Hace unos días le pedía a Candela, mi amiga y compañera "blogera", que me hiciera un relato con unos datos que le proporcioné. Ella hizo su trabajo y el relato está terminado. De esta idea surgió otra en la que ella daba cierta información y todo aquel que quisiera podía escribir su historia según su propia visión o imaginación. Pues bien, ahí va el mío.
Silverio Sepúlveda. Condenado a garrote vil por robar dos gallinas. Casualidades de la vida que años más tarde otro pobre español (pobre porque tal era su situación) robaría lo mismo e igualmente sería condenado a muerte, pero, cosas del destino, a éste la pena capital le sería conmutada por cadena perpetua. Pero esa es otra historia.

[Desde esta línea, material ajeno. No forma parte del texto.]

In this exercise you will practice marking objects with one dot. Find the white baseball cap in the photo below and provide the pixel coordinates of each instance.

Abelardo Olivera limpiaba meticulosamente los hierros en la habitación de la pensión. Uno a uno les fue pasando una gamuza hasta que quedaron brillantes y, uno a uno, los fue metiendo en la bolsa de cuerdo.
- Jodido trabajo – pensó mientas apretaba las correas que mantenían fuera de la vista de los demás los instrumentos de su deshonroso trabajo.

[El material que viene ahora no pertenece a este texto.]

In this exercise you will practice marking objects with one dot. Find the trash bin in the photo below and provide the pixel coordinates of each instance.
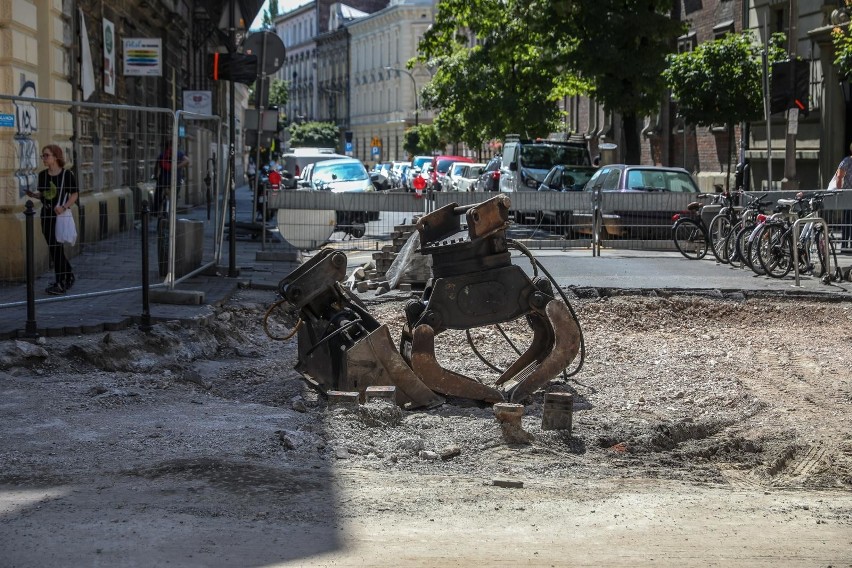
(189, 246)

Silverio Sepúlveda está en un rincón de su celda. Frente a él el capellán de la prisión, misal en mano, rosario entrelazado entre los dedos y un gesto de fastidio en los labios. El preso no quería confesión.

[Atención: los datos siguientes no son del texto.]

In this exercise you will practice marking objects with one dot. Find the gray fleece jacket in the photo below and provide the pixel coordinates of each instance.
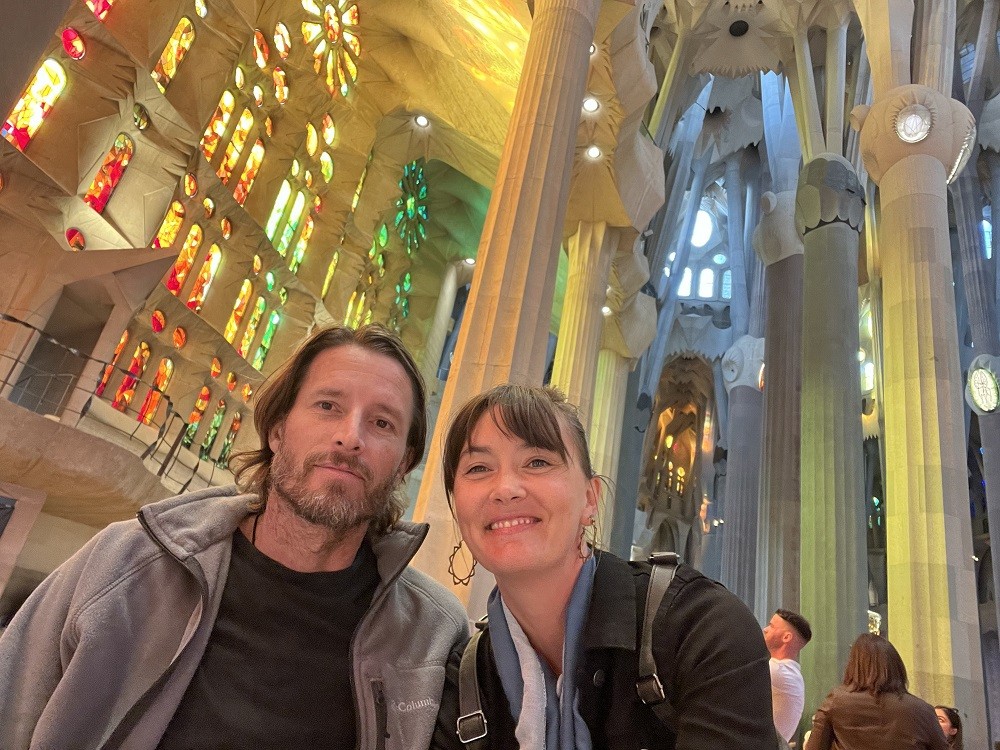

- Jodido trabajo – Pensó mientras rápidamente se santiguaba y volvía los ojos al cielo pidiendo disculpas a Dios.
Lorenzo Villanueva paseaba de un lado a otro por la central de telégrafos donde esperaba el mensaje que lograría hacer de Silverio una persona libre, pero el indulto no llegaba. Con las manos estujaba nerviosamente su gorra de fieltro marrón.
- Jodido trabajo –Pensó mientras se lamentaba de las veces que había visto injusticias en el penal.
Silverio Sepúlveda no espera indulto, no necesita confesarse por haber logrado dar de comer a su familia durante un par de días. No hay justicia para él, no hay milagros para los pobres.
- Jodida vida – Pensaba mientras pensaba en las pocas veces que pudo hacer feliz a su Asunción.
Bernardo Cifuentes y García-Quesada firmaba unos papeles mientras un hombre posaba un sobre en la mesa.
- Jodido dinero – Pensaba el juez mientras sonriente contaba las 2.000 pesetas en billetes de 100 con la cara de Quevedo estampada en ellos.
El hombre que hasta entonces había permanecido en silencio frente a l juez recogió los papeles y los miró.
- Jodidas firmas, que le dan o le quitan la vida a uno – pensó mientras volvía a posar los papeles sobre la misa y daba media vuelta para salir de la habitación con un gesto de triunfo en los ojos.
Marcelino Gutierrez corría con el sobre en la mano hacia la oficina de telégrafos. No hacía falta saber leer para darse cuenta de que, quién quiera que fuese el preso al que se dirigía ese mensaje, tenía las horas contadas. El verdugo no había hecho el viaje en vano, el capellán lograría una confesión. El portero dejaría de estrujar su gorra y Silverio Sepúlveda moriría por haber dejado a un hombre sólo con 34 gallinas en su corral mientras él no disponía ni de unas alpargatas para calzar a sus hijos.
- Jodidos terratenientes – Pensaba mientras se daba cuenta de que con el dinero y el poder no hay quien pueda.
NOTA: Al finalizar este relato me he percatado, o mejor dicho, he leído que el tal Silverio Sepúlveda existió realmente y que debió de ser un buen elemento. Pido disculpas por haberme saltado ese trozo y por ello no haberme enterado de la fiesta. ¡Y eso que estaba en negrita!